# Linguistic Superiority between Geneva and KJV?



## RamistThomist (Jan 9, 2008)

Which translation is linguistically better in terms of the English language?


----------



## D. Paul (Jan 9, 2008)

I'm probably not the one to answer the question on a technical basis, but I am quickly falling in love with my newly-purchased 1599 Geneva. Since it retains the structure of the Geneva but updates spelling, I find it a beautiful read. 

Now, on to those who are actually qualified to give answer rather than opinion...


----------



## RamistThomist (Jan 9, 2008)

One thing I noticed about the Geneva Bible is that there are commas where I really didn't expect them to be. This has the practical effect--at least for me--of pausing my breath or making a mental stop, if for only a split-second, where I see a comma. In other words, I stop mid-sentence while the train of thought is still running. It did get distracting at times. My version of the AV doesn't do this and on that point it is easier to read.


----------



## VictorBravo (Jan 9, 2008)

Well there's the word "Easter" in the KJV in Acts 12:4. The Geneva translates it as Passover.

Plus the "breeches" in Genesis. On those two points, I'd go with the Geneva. 

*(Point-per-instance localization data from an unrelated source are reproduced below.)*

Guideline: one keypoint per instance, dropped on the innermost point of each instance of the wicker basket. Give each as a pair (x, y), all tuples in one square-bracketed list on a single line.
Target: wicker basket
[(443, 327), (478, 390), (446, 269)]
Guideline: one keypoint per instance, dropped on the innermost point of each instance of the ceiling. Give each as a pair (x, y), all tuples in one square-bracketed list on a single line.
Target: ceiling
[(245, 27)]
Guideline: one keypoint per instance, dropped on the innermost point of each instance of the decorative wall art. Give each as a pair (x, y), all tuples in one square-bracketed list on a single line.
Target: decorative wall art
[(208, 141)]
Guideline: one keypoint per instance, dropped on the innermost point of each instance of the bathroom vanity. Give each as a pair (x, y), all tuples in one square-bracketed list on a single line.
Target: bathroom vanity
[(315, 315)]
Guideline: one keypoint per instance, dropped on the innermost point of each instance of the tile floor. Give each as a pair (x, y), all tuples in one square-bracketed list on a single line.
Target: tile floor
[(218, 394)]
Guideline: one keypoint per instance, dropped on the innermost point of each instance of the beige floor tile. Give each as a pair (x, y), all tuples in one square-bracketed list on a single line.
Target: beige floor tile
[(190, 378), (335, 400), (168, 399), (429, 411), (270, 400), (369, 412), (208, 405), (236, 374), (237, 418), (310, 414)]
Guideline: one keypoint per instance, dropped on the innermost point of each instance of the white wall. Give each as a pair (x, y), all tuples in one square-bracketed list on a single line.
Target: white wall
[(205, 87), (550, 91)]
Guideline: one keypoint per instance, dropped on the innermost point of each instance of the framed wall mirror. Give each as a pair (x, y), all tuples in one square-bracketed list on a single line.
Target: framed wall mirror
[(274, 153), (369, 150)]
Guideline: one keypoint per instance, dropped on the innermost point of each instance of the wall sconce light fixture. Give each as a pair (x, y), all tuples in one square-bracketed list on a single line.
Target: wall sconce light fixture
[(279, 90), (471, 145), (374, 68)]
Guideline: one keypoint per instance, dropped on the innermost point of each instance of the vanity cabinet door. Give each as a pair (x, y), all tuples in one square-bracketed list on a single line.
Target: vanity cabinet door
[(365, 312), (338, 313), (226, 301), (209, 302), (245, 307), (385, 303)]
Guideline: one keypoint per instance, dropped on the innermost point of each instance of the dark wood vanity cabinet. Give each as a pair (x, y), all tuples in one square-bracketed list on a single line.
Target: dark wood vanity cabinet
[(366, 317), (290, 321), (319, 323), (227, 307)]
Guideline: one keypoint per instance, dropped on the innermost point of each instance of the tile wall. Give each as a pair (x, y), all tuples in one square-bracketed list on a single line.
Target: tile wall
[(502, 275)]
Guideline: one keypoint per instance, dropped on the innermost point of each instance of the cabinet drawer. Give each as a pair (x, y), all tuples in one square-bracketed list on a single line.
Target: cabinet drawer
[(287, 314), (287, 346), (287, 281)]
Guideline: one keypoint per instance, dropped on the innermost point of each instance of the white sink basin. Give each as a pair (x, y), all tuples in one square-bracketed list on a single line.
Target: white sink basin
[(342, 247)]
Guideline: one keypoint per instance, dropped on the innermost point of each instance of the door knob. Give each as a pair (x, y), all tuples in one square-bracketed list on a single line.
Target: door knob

Otherwise, I think they are both good reads.


----------



## AV1611 (Jan 10, 2008)

Spear Dane said:


> Which translation is linguistically better in terms of the English language?



KJV


----------



## Blueridge Believer (Jan 10, 2008)

Me likes them both!!


----------



## VirginiaHuguenot (Jan 10, 2008)

AV1611 said:


> Spear Dane said:
> 
> 
> > Which translation is linguistically better in terms of the English language?
> ...


----------



## Pilgrim (Jan 10, 2008)

I have seen it asserted that the KJV employs a more "elevated" style. 

I can't even find my KJV since my recent move so I guess I'll have to buy a new one if it doesn't turn up soon.


----------



## RamistThomist (Jan 10, 2008)

Pilgrim said:


> I have seen it asserted that the KJV employs a more "elevated" style.
> 
> I can't even find my KJV since my recent move so I guess I'll have to buy a new one if it doesn't turn up soon.



RE buying: Cheaper is sometimes better. I picked up a good, utility hardback at BaM for 15 dollars.


----------



## Pilgrim (Jan 10, 2008)

Spear Dane said:


> Pilgrim said:
> 
> 
> > I have seen it asserted that the KJV employs a more "elevated" style.
> ...



They have a paperback for about $5 on the clearance table too. However, if I have to buy another one, I'm thinking I may break down for a Thompson Chain Reference since I don't have one.


----------



## RamistThomist (Jan 10, 2008)

If I had the money when I was buying Thompson would definitely be it. Avoid paperbacks.


----------



## Pilgrim (Jan 10, 2008)

Spear Dane said:


> If I had the money when I was buying Thompson would definitely be it. Avoid paperbacks.



Scripture Truth, a site Fred pointed me to a while back, has probably the lowest prices on Thompsons.


----------



## etexas (Jan 10, 2008)

King Jimmy all the way!


----------



## D. Paul (Jan 10, 2008)

victorbravo said:


> Well there's the word "Easter" in the KJV in Acts 12:4. The Geneva translates it as Passover.
> 
> Plus the "breeches" in Genesis. On those two points, I'd go with the Geneva.
> 
> Otherwise, I think they are both good reads.



It's lonely for us, isn't it?


----------



## DMcFadden (Jan 10, 2008)

Spear Dane said:


> One thing I noticed about the Geneva Bible is that there are commas where I really didn't expect them to be. This has the practical effect--at least for me--of pausing my breath or making a mental stop, if for only a split-second, where I see a comma. In other words, I stop mid-sentence while the train of thought is still running. It did get distracting at times. My version of the AV doesn't do this and on that point it is easier to read.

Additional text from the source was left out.